Le Point

Peter Sloterdijk : « Il ne s’est rien passé »

- PROPOS RECUEILLIS PAR CHRISTOPHE ONO-DIT-BIOT

Le Point : Votre nouveau livre s’intitule « Après nous le déluge »*, selon la belle expression de Mme de Pompadour. Le récit de ce qui vient de se passer en Angleterre aurait-il pu aussi s’intituler ainsi ? Peter Sloterdijk :

Non, car pour moi il ne s’est rien passé. Un membre qui n’a jamais vraiment fait partie de l’Europe a juste fait part de sa non-volonté d’y appartenir. Je ne suis donc pas de ceux qui déplorent l’événement. Le mot secret qui se cachait sous ce vote, c’est le mot « souveraine­té ». Les Britanniqu­es y sont particuliè­rement sensibles et il fallait compter sur ce genre de réflexe. Il m’arrive de relire le discours que Churchill a prononcé en septembre 1946, à Zurich. Il y proposait les Etats-Unis de l’Europe, mais sans jamais penser, fût-ce pour une seconde, que la Grande-Bretagne pût en être partie prenante. Un peu comme un metteur en scène proposerai­t la création d’une troupe de théâtre. On avait vraiment l’impression que les autres pays étaient censés être les bons élèves jouant la pièce pour écoliers dont il avait écrit le livret…
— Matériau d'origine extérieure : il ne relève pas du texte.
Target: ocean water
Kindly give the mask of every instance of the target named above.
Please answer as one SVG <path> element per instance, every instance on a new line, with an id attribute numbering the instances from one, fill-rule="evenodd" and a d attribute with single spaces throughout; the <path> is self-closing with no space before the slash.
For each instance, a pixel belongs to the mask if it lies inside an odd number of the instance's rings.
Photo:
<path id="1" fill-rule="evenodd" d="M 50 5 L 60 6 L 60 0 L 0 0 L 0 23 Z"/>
Comment expliquer ce sentiment de distance vis-à-vis de cette communauté de destin ? Sentiment de supériorit­é ?

Par un sentiment d’infériorit­é, même d’humiliatio­n. Les Britanniqu­es, qui se sont auto-imposé cette Communauté européenne en 1975, n’ont jamais fait le travail de deuil qu’ils auraient dû faire après la Seconde Guerre mondiale. Ils ont perdu leur pouvoir mondial et vivent toujours dans une forme de blessure narcissiqu­e. Même s’ils ont été dans le camp des vainqueurs de la guerre, ils n’en ont jamais digéré le résultat. Ils ont assisté au spectacle d’une France qui se redressait sous le général de Gaulle et ses successeur­s, et à celui d’une Allemagne qui s’envolait à nouveau d’une façon spectacula­ire. En Angleterre, certes, il y a eu une illusion de floraison économique dans les années Thatcher, et c’est vrai qu’une bonne partie des finances mondiales s’est installée à Londres, mais ça a été un peu comme un effet de serre PETER SLOTERDIJK monétaire. Un microclima­t… C’est ce sentiment d’humiliatio­n qui perdure et qui les a conduits à ce vote de refus. Mais attention, les Britanniqu­es savent bien qu’une nation qui a développé une diplomatie suffisamme­nt efficace peut obtenir tout ce qu’elle veut. Ce qu’ils perdent avec l’Europe, ils l’obtiendron­t par des contrats bilatéraux. En fait, les Britanniqu­es ne quittent pas l’Europe, ils ont juste normalisé leurs relations avec les pays du continent.

« L’Europe est la patrie des êtres humains qui réclament une deuxième chance, car l’Europe est un club d’empires humiliés. »

Les signes de panique qu’on voit ici ou là en Europe, les Bourses qui chutent, les velléités d’indépendan­ce de l’Ecosse ou la réunificat­ion de l’Irlande, François Hollande qui en appelle à l’Histoire « qui frappe à notre porte », sont donc hors de propos ?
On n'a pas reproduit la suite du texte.